I wanted to believe but anyone who has spent any time trying to run models locally knows this is not going to be solved by two lines of python running on rocm as the example shows.
I am running q 4xgpu rig at home (similar to a mining rig) doing everything from llms to content creation. I have learned a lot. Having an AI rig today is much like having an early PC in the 80s. You dont appeciate the possible uses until you have it in your hands.
All you need is a used GPU slapped onto any disused ddr4 mobo. New 5060s, the 16gb models, can do basically everything now.
A couple 5060s and a couple 3060s. They are wired via PCI risers to an older mono with an amd cpu. (I wanted to avoid long 3-fan cards.) It looks like a mining rig, but with thicker pci risers. Many llm tools easily leverage multiple GPUs. Sucks 800w at full load, idles below 50w.
Would you please share a link to your chassis and risers? I have the PCIE lanes, but not yet encountered a reasonable way to have more than 3 GPUs directly attached to a host, both from physical space and power requirements. External PCIe switch cases are not reasonably available to mortals :/
Just search amazon for "pci4 riser" and you can get them up to a foot long. Any sort of mining frame will do. Power is a bigger issue. Running multiple power supplies is something i know about but have not done personally. Nor do i want to.
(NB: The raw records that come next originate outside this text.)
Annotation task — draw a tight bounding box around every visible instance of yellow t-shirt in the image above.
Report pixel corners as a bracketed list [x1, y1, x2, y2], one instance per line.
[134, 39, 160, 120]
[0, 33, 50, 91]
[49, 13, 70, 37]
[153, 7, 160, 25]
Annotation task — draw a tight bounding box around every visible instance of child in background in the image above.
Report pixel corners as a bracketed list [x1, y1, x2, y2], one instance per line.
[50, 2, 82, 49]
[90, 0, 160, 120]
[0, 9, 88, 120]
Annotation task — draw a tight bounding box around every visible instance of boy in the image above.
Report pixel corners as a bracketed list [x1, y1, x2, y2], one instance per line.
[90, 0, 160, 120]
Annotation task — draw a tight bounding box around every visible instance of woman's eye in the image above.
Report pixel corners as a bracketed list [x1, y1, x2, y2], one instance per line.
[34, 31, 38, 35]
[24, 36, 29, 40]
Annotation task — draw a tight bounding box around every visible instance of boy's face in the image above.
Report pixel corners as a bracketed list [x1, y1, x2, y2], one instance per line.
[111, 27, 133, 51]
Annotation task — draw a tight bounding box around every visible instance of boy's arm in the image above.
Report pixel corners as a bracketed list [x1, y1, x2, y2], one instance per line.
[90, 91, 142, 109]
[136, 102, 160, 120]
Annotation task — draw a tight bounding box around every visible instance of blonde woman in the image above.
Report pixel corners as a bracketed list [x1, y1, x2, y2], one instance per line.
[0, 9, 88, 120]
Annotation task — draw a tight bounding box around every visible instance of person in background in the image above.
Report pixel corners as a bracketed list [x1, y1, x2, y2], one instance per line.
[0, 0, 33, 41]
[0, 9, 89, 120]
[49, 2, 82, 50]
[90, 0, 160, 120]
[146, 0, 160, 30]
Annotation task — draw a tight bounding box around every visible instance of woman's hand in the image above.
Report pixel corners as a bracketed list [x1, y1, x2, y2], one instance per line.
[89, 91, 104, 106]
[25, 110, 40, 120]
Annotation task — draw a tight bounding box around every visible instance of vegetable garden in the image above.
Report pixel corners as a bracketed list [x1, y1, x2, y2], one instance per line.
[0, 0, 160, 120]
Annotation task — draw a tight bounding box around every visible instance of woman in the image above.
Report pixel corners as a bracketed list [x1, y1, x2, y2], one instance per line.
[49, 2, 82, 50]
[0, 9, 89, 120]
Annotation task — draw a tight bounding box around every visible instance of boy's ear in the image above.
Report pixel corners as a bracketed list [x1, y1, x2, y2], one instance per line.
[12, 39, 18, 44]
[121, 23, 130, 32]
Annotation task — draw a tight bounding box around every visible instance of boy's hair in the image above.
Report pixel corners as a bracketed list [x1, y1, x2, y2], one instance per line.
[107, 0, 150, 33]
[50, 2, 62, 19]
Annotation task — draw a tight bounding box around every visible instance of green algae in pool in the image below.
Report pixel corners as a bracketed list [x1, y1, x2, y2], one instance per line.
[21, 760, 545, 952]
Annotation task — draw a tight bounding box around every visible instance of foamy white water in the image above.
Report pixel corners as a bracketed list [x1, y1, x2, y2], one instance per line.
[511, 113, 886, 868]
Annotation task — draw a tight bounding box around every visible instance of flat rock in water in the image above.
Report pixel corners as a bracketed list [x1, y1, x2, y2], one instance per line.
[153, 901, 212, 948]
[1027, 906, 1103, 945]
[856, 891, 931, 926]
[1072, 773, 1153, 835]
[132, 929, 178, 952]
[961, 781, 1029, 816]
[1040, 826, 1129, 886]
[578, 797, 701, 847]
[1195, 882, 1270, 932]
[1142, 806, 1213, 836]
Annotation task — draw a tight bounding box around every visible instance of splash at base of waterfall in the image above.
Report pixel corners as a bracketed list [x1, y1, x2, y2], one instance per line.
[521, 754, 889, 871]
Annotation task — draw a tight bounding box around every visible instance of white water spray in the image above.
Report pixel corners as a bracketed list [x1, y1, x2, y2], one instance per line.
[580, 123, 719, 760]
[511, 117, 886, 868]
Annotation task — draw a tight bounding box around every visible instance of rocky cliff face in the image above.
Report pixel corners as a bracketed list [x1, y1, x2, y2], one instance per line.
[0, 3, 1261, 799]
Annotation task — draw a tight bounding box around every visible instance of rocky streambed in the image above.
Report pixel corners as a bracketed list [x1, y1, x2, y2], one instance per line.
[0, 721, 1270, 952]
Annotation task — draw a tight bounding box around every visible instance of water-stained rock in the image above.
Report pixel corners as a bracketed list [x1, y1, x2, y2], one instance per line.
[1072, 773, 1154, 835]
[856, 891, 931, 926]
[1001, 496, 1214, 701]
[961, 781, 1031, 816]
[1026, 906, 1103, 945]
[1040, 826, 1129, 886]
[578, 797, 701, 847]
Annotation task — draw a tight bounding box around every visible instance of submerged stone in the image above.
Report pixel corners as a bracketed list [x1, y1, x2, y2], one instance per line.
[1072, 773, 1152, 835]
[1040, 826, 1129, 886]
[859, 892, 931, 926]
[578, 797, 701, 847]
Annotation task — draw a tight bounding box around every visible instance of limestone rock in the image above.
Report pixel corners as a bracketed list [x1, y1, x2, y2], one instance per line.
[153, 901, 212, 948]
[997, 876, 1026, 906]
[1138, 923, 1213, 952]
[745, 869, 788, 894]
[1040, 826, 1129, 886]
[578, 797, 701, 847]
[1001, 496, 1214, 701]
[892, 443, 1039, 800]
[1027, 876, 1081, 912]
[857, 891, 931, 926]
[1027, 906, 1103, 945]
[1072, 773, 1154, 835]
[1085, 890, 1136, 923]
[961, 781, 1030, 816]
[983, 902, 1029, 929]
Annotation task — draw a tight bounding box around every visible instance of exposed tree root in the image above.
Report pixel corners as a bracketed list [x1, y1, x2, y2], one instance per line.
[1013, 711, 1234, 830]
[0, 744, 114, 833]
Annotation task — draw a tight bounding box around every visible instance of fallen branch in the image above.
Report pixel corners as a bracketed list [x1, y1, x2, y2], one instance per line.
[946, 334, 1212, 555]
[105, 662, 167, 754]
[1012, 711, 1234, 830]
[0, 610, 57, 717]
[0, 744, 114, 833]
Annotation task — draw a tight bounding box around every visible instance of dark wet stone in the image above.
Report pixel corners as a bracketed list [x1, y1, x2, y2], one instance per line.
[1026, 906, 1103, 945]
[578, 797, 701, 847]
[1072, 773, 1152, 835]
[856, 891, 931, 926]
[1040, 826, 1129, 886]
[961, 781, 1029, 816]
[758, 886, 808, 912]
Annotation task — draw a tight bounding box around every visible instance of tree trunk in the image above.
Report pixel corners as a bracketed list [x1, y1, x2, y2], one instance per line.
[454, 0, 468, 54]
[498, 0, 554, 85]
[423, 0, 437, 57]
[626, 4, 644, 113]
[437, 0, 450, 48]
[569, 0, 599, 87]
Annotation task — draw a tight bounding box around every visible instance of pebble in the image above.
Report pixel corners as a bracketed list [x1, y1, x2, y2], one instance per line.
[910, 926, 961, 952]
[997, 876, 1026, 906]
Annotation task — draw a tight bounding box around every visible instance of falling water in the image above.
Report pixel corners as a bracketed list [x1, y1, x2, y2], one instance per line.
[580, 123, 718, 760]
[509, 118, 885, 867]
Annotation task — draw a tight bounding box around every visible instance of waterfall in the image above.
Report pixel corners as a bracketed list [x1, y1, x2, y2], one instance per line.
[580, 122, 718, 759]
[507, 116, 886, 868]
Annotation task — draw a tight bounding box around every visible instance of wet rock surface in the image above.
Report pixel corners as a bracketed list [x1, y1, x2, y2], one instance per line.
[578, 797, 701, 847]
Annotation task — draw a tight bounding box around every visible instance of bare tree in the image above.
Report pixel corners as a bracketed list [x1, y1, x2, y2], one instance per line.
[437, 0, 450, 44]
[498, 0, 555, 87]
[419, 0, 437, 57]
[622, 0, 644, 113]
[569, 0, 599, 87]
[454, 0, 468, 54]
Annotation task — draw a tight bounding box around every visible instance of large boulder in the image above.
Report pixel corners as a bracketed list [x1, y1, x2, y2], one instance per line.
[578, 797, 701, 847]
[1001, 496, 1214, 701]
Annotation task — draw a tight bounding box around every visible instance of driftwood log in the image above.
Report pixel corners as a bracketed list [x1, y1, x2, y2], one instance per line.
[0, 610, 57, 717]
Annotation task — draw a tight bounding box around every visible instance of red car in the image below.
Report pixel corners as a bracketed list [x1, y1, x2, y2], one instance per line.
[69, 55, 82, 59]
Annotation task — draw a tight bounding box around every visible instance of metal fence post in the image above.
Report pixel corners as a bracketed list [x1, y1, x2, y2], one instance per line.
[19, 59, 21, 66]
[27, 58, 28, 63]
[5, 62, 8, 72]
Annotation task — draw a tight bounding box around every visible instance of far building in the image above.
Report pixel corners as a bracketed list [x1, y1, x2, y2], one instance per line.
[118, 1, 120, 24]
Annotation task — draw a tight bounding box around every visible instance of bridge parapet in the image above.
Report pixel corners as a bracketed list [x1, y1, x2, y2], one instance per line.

Im happy keeping everything on one circuit.
If you have either PCIe slots or risers you can put them in the one system.
llama.cpp will let you run inference remotely across different systems but I suspect this would be far too latent to be worthwhile. If you have three systems already then it would cost you a few minutes to test it.
With multiple cards in normal PCI express slots, LLM layers are split across cards.
When you run inference, it runs on one card then the other card. You can repeat this for as many cards as you want.
You only copy the activations between the cards which ~10 MB/sec at runtime so PCIe width or generation is irrelevant. Even PCIe 1.0 x1 would be sufficient.
There are other software optimisations (row split, tensor parallel) which require fast interlinks like NVLink but you can get a long way without any of that.
I am running OpenWeb UI + Ollama + 7B on a Proxmox LXC container, it consumes less than 2GB, the GPU only has 4GB, and 50% CPU, it is very usable, sometimes faster than online ones to start giving you the answer and 100% offline.
If I replace the GPU with a faster one, I have no need to use online ones.
The main thing to consider is that how you run the models does not need to be coupled to the what you send models (and how you orchestrate agents).
I've used several agent frameworks and they all support many different providers from cloud to local. These are orthogonal responsibilities. I'm using VertexAI for cloud and ollama on a minisforum with rocm locally. There is a dropdown to change between them.
Perhaps not a good example, I tried running local models a few times, to much disappointment (actually made me skeptical of LLMs in general for a while).
My last experiment in January was trying to run a Qwen model locally (RTX 4080; 128GB RAM; 9950X3D). I must have been doing it extremely wrong because the models that I tried either hallucinated severely or got stuck in a loop. The funniest one was stuck in a "but wait, ..." loop.
I fortunately had started experimenting with Claude, so I opted to pay Anthropic more money for tokens (work already covers the bill, this was for personal use).
That whole experience + a noisy GPU, put me off the idea of running/building local agents.
I have a Mac Studio with 512GB Ram and ran models of different sizes to test out how local agents are and I agree that local models aren't there yet but that depends on whether you need a lot of knowledge or not to answer your question, and I think it should be possible to either distill or train a smaller model that works on a subset of knowledge tailored toward local execution. My main interest is in reducing the latency and it feels that the local agents that work at high speeds should be an answer to this but it's not something that someone is trying to solve yet. Feels like if I could get a smaller model that could run at incredible speed locally that could unlock some interesting autoresearching.
Also running gemma-4 on Apple M5 Max. As fast or faster than Opus 4.6 extended but not of course the same competence. However, great tunability with llama.cpp and no issues related to IP leakage.
Uhmm... I have a local Ollama setup on Linux+AMD, and it was only a bit more involved than this sample. And only because I wanted to run everything in a container.
If you mean that you can't just run the largest unquantized models, then it's indeed true.